J’aurais aimé être assez patient pour ne pas avoir acheté ce livre pour 150 000 $. J’aurais aimé avoir cette capacité à attendre que Daniel Quinn a à la fin de Ville de cristal. J’aurais aimé attendre la sortie de l’édition numérique pour la lire et, le cerveau plein, visiter à nouveau cette librairie et voir comment quelqu’un d’autre achète et tombe dans le piège consumériste, quelqu’un qui ne sera clairement pas moi mais un autre pauvre. diable, quelqu’un qui cherche un cadeau idéal pour réveiller cette rousse qui a posté sur les réseaux sociaux « si tu veux m’avoir dans ta poche, donne-moi un livre ». Et pendant que quelqu’un doigte des copies sur la table des journaux, je pourrai le regarder avec un dédain caché : « Je te plains d’être tombé dans le consumérisme dont j’ai échappé en étant plus patient et moins scrupuleux avec la légalité. »

3.

Auster est décédé et il est urgent de lire son œuvre.
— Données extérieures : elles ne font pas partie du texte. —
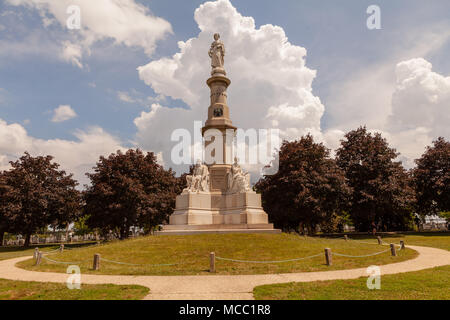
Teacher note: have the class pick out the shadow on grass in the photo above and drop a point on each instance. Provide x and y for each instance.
(45, 246)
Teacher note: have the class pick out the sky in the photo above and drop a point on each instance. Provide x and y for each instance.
(135, 71)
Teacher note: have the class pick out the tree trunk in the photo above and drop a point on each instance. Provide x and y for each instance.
(27, 240)
(2, 235)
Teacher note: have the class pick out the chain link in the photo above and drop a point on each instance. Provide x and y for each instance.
(269, 262)
(138, 265)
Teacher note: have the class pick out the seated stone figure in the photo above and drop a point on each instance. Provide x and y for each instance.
(238, 179)
(199, 180)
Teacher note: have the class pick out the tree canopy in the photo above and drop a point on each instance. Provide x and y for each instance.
(35, 194)
(432, 178)
(382, 196)
(308, 188)
(129, 189)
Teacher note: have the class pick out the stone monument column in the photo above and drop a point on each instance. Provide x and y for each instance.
(219, 118)
(218, 196)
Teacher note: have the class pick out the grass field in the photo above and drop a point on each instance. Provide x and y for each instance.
(14, 252)
(23, 290)
(190, 254)
(426, 284)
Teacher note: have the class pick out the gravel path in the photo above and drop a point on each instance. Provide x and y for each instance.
(223, 287)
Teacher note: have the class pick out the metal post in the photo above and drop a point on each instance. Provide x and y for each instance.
(38, 259)
(393, 252)
(212, 262)
(96, 265)
(328, 259)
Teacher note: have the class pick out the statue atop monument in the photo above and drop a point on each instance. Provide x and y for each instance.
(217, 54)
(238, 179)
(199, 180)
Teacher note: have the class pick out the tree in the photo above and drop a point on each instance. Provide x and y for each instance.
(432, 178)
(36, 194)
(382, 196)
(4, 217)
(129, 189)
(308, 188)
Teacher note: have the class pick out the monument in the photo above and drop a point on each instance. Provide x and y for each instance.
(218, 197)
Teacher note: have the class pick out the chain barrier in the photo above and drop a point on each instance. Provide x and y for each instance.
(363, 256)
(62, 262)
(269, 262)
(138, 265)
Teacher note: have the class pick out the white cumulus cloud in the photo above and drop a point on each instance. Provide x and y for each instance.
(126, 22)
(63, 113)
(76, 156)
(271, 84)
(420, 108)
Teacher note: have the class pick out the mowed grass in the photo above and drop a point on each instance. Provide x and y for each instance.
(190, 254)
(429, 284)
(15, 252)
(421, 285)
(24, 290)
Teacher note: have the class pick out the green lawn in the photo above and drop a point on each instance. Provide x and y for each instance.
(191, 255)
(22, 290)
(426, 284)
(14, 252)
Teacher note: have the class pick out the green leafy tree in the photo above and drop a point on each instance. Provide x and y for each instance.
(80, 226)
(432, 179)
(382, 196)
(36, 194)
(129, 190)
(308, 188)
(4, 217)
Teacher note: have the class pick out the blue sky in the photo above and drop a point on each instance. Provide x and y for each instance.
(34, 81)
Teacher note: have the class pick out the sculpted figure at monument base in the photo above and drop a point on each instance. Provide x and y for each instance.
(199, 180)
(218, 198)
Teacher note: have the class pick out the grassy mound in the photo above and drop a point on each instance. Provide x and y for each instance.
(190, 255)
(430, 284)
(24, 290)
(420, 285)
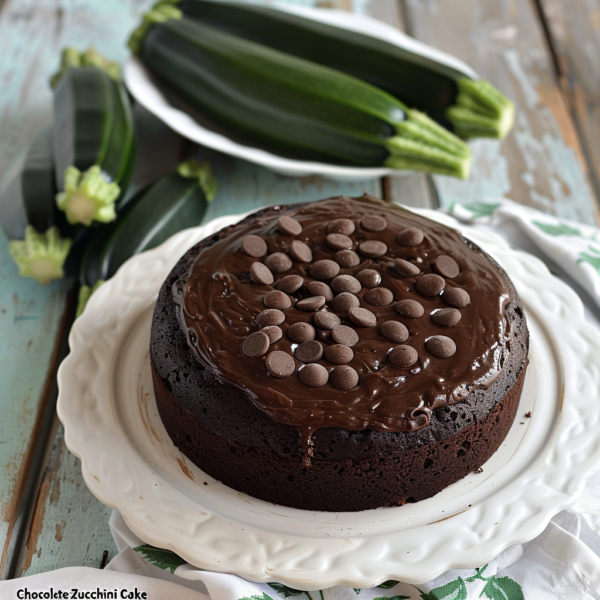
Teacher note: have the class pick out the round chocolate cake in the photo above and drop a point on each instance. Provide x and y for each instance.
(338, 355)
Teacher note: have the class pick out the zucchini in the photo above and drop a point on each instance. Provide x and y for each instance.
(289, 104)
(29, 215)
(94, 141)
(174, 202)
(446, 91)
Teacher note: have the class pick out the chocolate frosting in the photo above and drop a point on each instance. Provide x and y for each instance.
(218, 304)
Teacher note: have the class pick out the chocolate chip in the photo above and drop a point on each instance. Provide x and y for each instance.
(313, 375)
(344, 335)
(344, 302)
(301, 332)
(379, 297)
(448, 317)
(254, 246)
(343, 377)
(346, 283)
(372, 248)
(311, 304)
(338, 354)
(318, 288)
(324, 269)
(326, 320)
(456, 297)
(446, 266)
(260, 274)
(373, 223)
(280, 364)
(256, 344)
(276, 299)
(369, 278)
(394, 331)
(272, 316)
(347, 259)
(441, 346)
(362, 317)
(289, 284)
(339, 241)
(310, 351)
(300, 252)
(430, 285)
(410, 237)
(344, 226)
(409, 308)
(278, 262)
(403, 356)
(289, 226)
(403, 267)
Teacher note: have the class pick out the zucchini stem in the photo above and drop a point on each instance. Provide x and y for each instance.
(88, 197)
(40, 255)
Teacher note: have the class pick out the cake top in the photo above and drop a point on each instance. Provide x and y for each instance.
(346, 313)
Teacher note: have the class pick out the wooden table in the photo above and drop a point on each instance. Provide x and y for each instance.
(543, 54)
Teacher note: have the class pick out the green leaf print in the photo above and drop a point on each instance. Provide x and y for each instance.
(163, 559)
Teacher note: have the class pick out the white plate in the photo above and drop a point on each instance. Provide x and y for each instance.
(107, 406)
(142, 87)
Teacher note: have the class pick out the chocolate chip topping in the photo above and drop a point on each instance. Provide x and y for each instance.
(301, 332)
(327, 320)
(324, 269)
(254, 246)
(403, 356)
(343, 377)
(318, 288)
(344, 226)
(346, 283)
(379, 297)
(313, 375)
(373, 223)
(289, 225)
(447, 317)
(256, 344)
(372, 248)
(446, 266)
(276, 299)
(338, 354)
(369, 278)
(430, 285)
(345, 335)
(344, 302)
(409, 308)
(394, 331)
(310, 351)
(347, 259)
(280, 364)
(403, 267)
(411, 236)
(260, 274)
(271, 316)
(456, 297)
(339, 241)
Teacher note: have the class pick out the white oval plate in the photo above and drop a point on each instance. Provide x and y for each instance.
(142, 87)
(107, 406)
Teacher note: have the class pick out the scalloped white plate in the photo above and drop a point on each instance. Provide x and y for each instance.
(107, 406)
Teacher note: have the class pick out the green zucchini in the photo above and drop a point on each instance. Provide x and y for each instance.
(291, 105)
(445, 91)
(29, 216)
(94, 141)
(174, 202)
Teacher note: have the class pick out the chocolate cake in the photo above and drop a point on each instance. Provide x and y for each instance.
(340, 355)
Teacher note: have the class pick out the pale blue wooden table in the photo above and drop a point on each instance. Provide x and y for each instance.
(541, 53)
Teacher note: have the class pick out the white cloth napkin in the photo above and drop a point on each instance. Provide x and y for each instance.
(563, 563)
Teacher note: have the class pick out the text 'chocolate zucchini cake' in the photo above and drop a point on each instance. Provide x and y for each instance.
(338, 355)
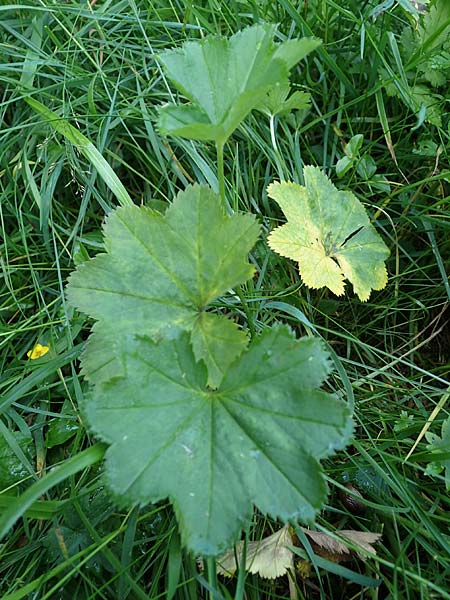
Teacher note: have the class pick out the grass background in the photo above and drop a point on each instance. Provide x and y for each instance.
(94, 66)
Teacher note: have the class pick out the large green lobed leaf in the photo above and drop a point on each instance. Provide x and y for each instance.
(225, 79)
(189, 411)
(159, 274)
(255, 440)
(329, 234)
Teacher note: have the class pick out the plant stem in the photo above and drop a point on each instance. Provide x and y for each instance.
(221, 175)
(212, 576)
(251, 325)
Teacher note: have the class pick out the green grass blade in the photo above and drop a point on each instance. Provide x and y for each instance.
(73, 465)
(86, 147)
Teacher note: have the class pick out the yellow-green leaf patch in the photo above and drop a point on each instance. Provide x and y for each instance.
(329, 234)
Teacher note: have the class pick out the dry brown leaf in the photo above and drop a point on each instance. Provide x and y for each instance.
(364, 539)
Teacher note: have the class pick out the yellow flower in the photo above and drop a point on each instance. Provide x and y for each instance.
(37, 351)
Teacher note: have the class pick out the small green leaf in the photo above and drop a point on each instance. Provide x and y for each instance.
(62, 428)
(330, 236)
(217, 341)
(159, 273)
(343, 165)
(12, 468)
(276, 101)
(257, 439)
(224, 79)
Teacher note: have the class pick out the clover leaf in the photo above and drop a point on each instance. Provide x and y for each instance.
(158, 276)
(257, 439)
(329, 234)
(224, 79)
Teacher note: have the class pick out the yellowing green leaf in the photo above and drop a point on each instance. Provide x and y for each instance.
(330, 236)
Et comme il est mort, ce que nous paierons pour ses livres ne lui reviendra pas directement. Ils parviendront aux éditeurs et après les réductions requises, ces 10% de mendiant finiront dans les poches de Siri Hustvedt qui n’en a pas besoin car c’est pour cela qu’elle est féministe et c’est pour cela qu’elle écrit ses propres livres. Peu avant d’écrire ceci, j’ai examiné le catalogue austérien de Lectulandia et j’y ai vu plusieurs joyaux qui m’intéressent: les essais complets, 4321, M. Vertige et Une vie en mots, ce judicieux livre de conversations. J’ai ce dernier sous forme physique et je l’ai lu plusieurs fois, probablement parce que je suis accro aux livres d’interviews, probablement pour compenser la culpabilité de ne pas avoir abordé la biographie de Crane. En parcourant le catalogue epub, je risque une autre hypothèse : je n’ai probablement pas lu le dernier Auster car je ne me suis pas remis du changement d’éditeur qu’a subi l’auteur pour une consommation en espagnol. Auster fut longtemps synonyme d’Anagrama, d’autant plus que nombre de ses livres (Léviathan, Le Pays des Dernières Choses, Le Palais de la Lune) avaient une couverture rouge et on pourrait imaginer qu’ils faisaient allusion au carnet emblématique de leur mythologie. Maintenant, les droits appartiennent à Planeta et ce n’est plus pareil de lire Auster avec une police différente, avec un papier différent et avec ces couvertures blanches de Seix Barral. Auster édité par Planeta ne ressemble plus à Auster, il ressemble à n’importe quel auteur ami des éditeurs de service. Je préfère lire ce qui me manque dans son travail au format epub. Les éditeurs ne soutiendront sûrement pas cette décision. Pas plus que ces gens ringards qui achètent de nouveaux livres juste pour les renifler bruyamment et s’en vanter sur les réseaux sociaux. Mais Auster n’aura sûrement aucun problème, sûrement l’Auster qui a écrit Un saut de la brousse je pourrai comprendre mon conflit anti-consumériste.

* Deivis Cortés Pulido est cinéaste et analyste audiovisuel, titulaire d’une maîtrise en écriture créative, figurant avec discours dans Con Ánimo de Ofender (websérie) et a été critique de cinéma dans El Espectador.